Former Ukrainian Prime Minister Yulia Tymoshenko. © Sergei GAPON / AFP
A reworked draft mobilization bill presented to Ukrainian MPs on Tuesday is more “repressive” and “unconstitutional” than the original, Yulia Timoshenko, the leader of ‘Fatherland’ party in parliament, has claimed. The politician, who served as Ukraine’s prime minister between 2007 and 2010, also warned that if passed, the legislation could spark social strife.
In December, Ukrainian President Vladimir Zelensky said that the military leadership had proposed mobilizing up to 500,000 more troops. Later that month, the government submitted a bill tightening conscription rules. On January 11, the cabinet recalled the legislation for amendment, and reintroduced it for consideration at the end of the month.
In a video posted on her Facebook account on Saturday, Timoshenko said the latest iteration of the “tough and cynical” legislation could “bring about a tragic rift between the government and the people,” and “could even lead to public confrontation.” She called for the mobilization of police and security personnel, adding that she was determined to drum up support among other parliamentary factions’ leaders to stop the bill in its current form.
On Thursday, the former prime minister characterized the revised legislation as a “catastrophe,” and accused the government of “shamelessly cheating parliament” by resubmitting “draconian norms” that had already been rejected by lawmakers.
“The adoption of such a law will be a crime against the Ukrainian state and show contempt for its citizens,” Timoshenko wrote in a Facebook post. She vowed to “unite society in the struggle against this outrageous draft bill.”
According to Ukrainian media, the revised version of the legislation envisages the curtailment of draft dodgers’ rights and the freezing of their bank accounts.
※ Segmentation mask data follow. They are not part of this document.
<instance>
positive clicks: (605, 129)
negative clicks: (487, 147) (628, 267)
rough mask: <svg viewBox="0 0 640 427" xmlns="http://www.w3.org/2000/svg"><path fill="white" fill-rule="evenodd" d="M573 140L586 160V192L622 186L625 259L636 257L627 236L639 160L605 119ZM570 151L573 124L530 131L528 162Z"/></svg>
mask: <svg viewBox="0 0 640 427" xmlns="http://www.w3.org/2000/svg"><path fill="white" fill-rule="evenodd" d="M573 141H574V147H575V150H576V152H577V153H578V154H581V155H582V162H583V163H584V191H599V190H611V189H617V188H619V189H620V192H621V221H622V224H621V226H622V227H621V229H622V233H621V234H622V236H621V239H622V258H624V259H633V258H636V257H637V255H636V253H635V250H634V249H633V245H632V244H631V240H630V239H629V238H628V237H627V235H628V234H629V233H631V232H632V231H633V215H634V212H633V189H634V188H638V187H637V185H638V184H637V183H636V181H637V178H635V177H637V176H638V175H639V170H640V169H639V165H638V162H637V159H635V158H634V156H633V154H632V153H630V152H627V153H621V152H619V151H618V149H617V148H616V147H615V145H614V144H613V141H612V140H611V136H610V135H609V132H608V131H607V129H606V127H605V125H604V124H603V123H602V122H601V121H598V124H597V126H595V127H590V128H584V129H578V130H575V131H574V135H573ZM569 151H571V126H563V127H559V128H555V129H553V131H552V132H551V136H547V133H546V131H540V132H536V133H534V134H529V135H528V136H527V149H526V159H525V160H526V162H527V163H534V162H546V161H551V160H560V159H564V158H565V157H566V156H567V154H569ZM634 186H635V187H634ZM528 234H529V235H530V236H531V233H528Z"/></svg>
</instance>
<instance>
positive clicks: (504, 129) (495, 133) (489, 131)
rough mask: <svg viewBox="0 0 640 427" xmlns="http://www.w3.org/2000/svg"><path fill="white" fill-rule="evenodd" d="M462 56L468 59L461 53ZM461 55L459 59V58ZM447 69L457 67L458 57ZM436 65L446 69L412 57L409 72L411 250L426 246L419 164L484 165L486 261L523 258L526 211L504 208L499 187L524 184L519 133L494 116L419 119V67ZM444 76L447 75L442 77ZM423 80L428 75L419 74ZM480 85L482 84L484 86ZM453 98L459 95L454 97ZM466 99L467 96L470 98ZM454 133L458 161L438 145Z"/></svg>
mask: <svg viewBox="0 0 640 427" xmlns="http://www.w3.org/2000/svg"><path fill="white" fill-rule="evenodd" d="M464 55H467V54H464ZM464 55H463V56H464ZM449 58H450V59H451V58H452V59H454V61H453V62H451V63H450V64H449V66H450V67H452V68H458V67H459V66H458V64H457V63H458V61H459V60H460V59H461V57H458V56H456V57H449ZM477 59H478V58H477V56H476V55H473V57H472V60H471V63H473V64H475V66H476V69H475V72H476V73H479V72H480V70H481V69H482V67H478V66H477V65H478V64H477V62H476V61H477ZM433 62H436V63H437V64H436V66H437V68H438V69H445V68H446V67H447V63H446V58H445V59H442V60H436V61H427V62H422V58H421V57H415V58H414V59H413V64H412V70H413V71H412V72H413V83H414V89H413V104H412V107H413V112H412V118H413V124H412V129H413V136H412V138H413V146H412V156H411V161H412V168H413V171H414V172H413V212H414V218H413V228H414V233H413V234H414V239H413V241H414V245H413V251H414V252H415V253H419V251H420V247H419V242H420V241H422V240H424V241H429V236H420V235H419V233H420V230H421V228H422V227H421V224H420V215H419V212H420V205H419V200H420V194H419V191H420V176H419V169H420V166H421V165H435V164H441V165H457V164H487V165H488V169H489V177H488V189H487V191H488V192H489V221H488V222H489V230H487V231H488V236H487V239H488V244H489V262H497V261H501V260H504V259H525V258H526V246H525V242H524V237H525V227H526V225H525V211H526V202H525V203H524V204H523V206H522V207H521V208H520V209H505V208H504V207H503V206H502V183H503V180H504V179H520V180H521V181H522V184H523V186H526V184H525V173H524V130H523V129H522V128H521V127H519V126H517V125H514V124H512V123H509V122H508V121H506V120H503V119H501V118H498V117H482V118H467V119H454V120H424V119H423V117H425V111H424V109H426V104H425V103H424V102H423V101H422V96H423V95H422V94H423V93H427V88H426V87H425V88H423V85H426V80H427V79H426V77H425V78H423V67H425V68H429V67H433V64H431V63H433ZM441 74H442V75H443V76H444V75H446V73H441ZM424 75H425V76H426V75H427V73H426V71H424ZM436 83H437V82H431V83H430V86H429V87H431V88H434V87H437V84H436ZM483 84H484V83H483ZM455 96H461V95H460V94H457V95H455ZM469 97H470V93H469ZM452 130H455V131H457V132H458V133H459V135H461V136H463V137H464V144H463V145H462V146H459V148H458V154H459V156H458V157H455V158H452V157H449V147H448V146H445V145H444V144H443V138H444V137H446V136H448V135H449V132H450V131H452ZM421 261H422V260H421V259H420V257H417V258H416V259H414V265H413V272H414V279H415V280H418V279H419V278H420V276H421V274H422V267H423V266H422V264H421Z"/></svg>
Ukrainian men aged 18 to 60 would reportedly only be provided with consular services abroad if they presented their military status documents.
On top of that, police inside Ukraine would supposedly be given the right to detain draft dodgers and deliver them to military recruitment centers.
Ukraine’s top commander, General Valery Zaluzhny, has repeatedly insisted in recent weeks that the armed forces are critically understaffed, with losses this year projected to be on a par with those incurred in 2023.
According to the Russian Defense Ministry’s estimates, Kiev has lost more than 383,000 service members killed, wounded, and missing since the conflict began in February 2022. Defense Minister Sergey Shoigu claimed last month that nearly half of those casualties had been sustained during Ukraine’s failed summer counteroffensive last year.